A world is gone, yet it was not by design. A new book by Mark Landler, Alter Egos: Hillary Clinton, Barack Obama, and the twilight struggle over American Power suggests Obama came to isolationism by accident. He began in 2008 promising “to lead the world anew” and according to a book review by the Washington Post, the early Obama administration was set to bestride the world. Then the house of cards they were building collapsed.
Back in the halcyon, pre-Benghazi days, when the U.S. intervention in Libya seemed successful, Clinton’s team wanted to make sure everyone knew that it was all hers. Top aide Jake Sullivan put together a list of items showcasing Clinton’s “leadership/ownership/stewardship of this country’s Libya policy from start to finish” and urged the secretary to seize the moment with an op-ed articulating “something definitive — almost like the Clinton Doctrine.”
Obama was more circumspect about the intervention. When then-White House aide Samantha Power, author of the Pulitzer Prize-winning “A Problem From Hell,” spoke up in the Situation Room about America’s moral responsibility to protect Libyan civilians, Obama snapped back: “This isn’t an opportunity for you to write a new chapter of your book.”
The administration’s “pivot to Asia,” which Landler describes as a “healthy collaboration” between Obama and Clinton, also produced a “bitter tug-of-war between those who tried to claim authorship.” It was almost comical, with Obama national security adviser Tom Donilon and Clinton both racing to produce thinky journal articles that would plant flags in the administration’s renewed focus on U.S. leadership in Asia.
The Arab Spring, reset with Russia and all the rest of it came crashing to a heap. Faced with an employer who had diminished himself Obama’s “inner circle” devoted itself “to finding symbolic, legacy-building opportunities for the boss. Ben Rhodes, Obama’s foreign policy whisperer, regarded outreach to closed societies such as Cuba as ‘exactly what a history-making president like Obama should be doing'”. A less charitable view might regard it as an attempt to make up with showmanship what was so sorely lacking in substance. The Pax Americana was not so much abandoned as expired unnoticed along the way. The administration lost track of it some miles back and haven’t seen it since.
The most compelling reason to doubt that the president is pursuing a deep geopolitical strategy is if he had one then everyone would have heard about it by now. Effective geopolitical strategies, whether Rome’s campaign against Carthage, Britain’s determination to control the seas, America’s strategy of the unconditional defeat of the Axis powers or the containment of the USSR during the Cold War are publicly articulated. They are communicated to the town square, shouted from the housetops because great national undertakings require a broad public consensus and made part of popular myth. Heart of Oak, a British Tar, Rule Brittania and all that.
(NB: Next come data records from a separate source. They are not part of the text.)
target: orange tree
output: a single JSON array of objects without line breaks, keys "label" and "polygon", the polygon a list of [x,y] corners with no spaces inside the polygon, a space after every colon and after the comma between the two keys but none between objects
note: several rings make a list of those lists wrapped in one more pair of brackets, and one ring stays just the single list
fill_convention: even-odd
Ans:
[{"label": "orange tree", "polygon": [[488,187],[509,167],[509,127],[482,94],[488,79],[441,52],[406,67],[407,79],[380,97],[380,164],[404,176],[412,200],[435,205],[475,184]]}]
If pundits have to guess what Barack Obama’s grand strategy is, the odds are he doesn’t have one.
Yet like some phantom limb which an amputee instinctively tries to move, the World still reflexively looks to the missing hegemon. Where’s Will Kane? Where’s the sheriff got to? Even the Washington Post editorial board, perhaps out of habit, says “the United States should be preparing for [a Venezuelan] implosion”. Even the people who shouted “Yankee to go home” counted on it for decades to be there. Today there is an unabated clamor for “someone” to stop the Russian threat in Eastern Europe, stabilize the Middle East to keep refugees from flooding Europe, deploy armored brigades on the border with Russia, keep China from invading the Philippines, dissuade Beijing from invading Taiwan, convince China from menacing Japan, prevent North Korea from invading the South, preserve Africa from Ebola, stop ISIS from blowing up the world’s capitals, etc.
Well “someone” should tell the world that “someone” has left town and they had better find someone else to do it. But there isn’t anyone as Brzezinski observed, and that is exactly the problem. Josef Joffe says that America’s previous attempts at isolation failed for precisely the reason that no one in the West stepped up to take out the trash until America crossed Omaha Beach. There may be better, more efficient ways to work, Joffe says, but the sad fact is that “the ‘indispensable power’ cannot take time off.”
Isolationism worked very nicely when the Royal Navy patrolled the Atlantic in the 19th century. Today, there are no great powers around to take care of business if the United States continues to slink off into self-containment. There are only rivals like Russia, China, and Iran who are happily expanding into their surrounding neighborhoods and beyond.
Isolation doesn’t work well in our globalized world. Perhaps a planet more distinctly divided into nations can live with a smaller America. The present one requires the America of old to keep the seas open, data moving, money flowing and the bad guys down. The schizophrenia of the TPP is it presumes a hegemon it intends to replace.
It is no coincidence that borders have become a flashpoint in the world of Hope and Change. They distill the contradictions which that world has created, but has not recognized. Maybe the true purpose of national borders is not to keep people out, but to keep people in. Without borders — and without a hegemon — there is moral hazard to every failed state such as Venezuela because voters can vote themselves ruinous policies and escape to the next country when things get bad.
Obama’s biggest mistake was to imagine you could have a globalized world without someone to run it. One or the other, but not both.
If America is ever forced to come back into the ring, then president Obama may be remembered by posterity as the man who tried to unsucessfully skip out on his credit card payments without moderating his purchases. Justifiably angered by the high monthly minimums left to him by the commitments of his predecessors Obama defaulted on his obligations, taking an armful of bills each day from the mailbox direct to the incinerator thinking he was free of the bills until the repo men of history showed up. It turns out there were things the world could not do without yet which we have still not figured out how to pay for. That is the essence of the crisis.
The postwar American going concern has to become a startup again. For good or ill, the Obama legacy will force it to reinvent itself. Obama’s successor — whether that is Donald or Hillary — must grapple with problems which the administration cannot even acknowledge yet exacerbated to the point where it cannot be ignored. Unless some way to achieve this is found his successors may have to re-assume all the bills Obama’s term has neglected to pay only this time with interest. Will future historians remember Obama as a geopolitical genius? Perhaps. Or maybe they will recall him as the felix culpa of the age.
This sets the stage for tonight’s top big headline. Ted Cruz has dropped out of the Republican race. Barring the most extraordinary developments, it will be Trump vs Clinton in November. Some people may see that as good vs evil. Others will see it as Alien vs Predator. Either way it emphasizes that there are no safe plays left — not in America, nor anywhere else. DW reports that it is now 45-44 in favor of Brexit. The EU project is on the edge too.
Ironically this creates a condition of unusual liberty since there is, as it were, nothing to lose. We live in an extraordinary period when what you do, for perhaps the first time in a long while, really matters. So think and whichever way you incline, go for it.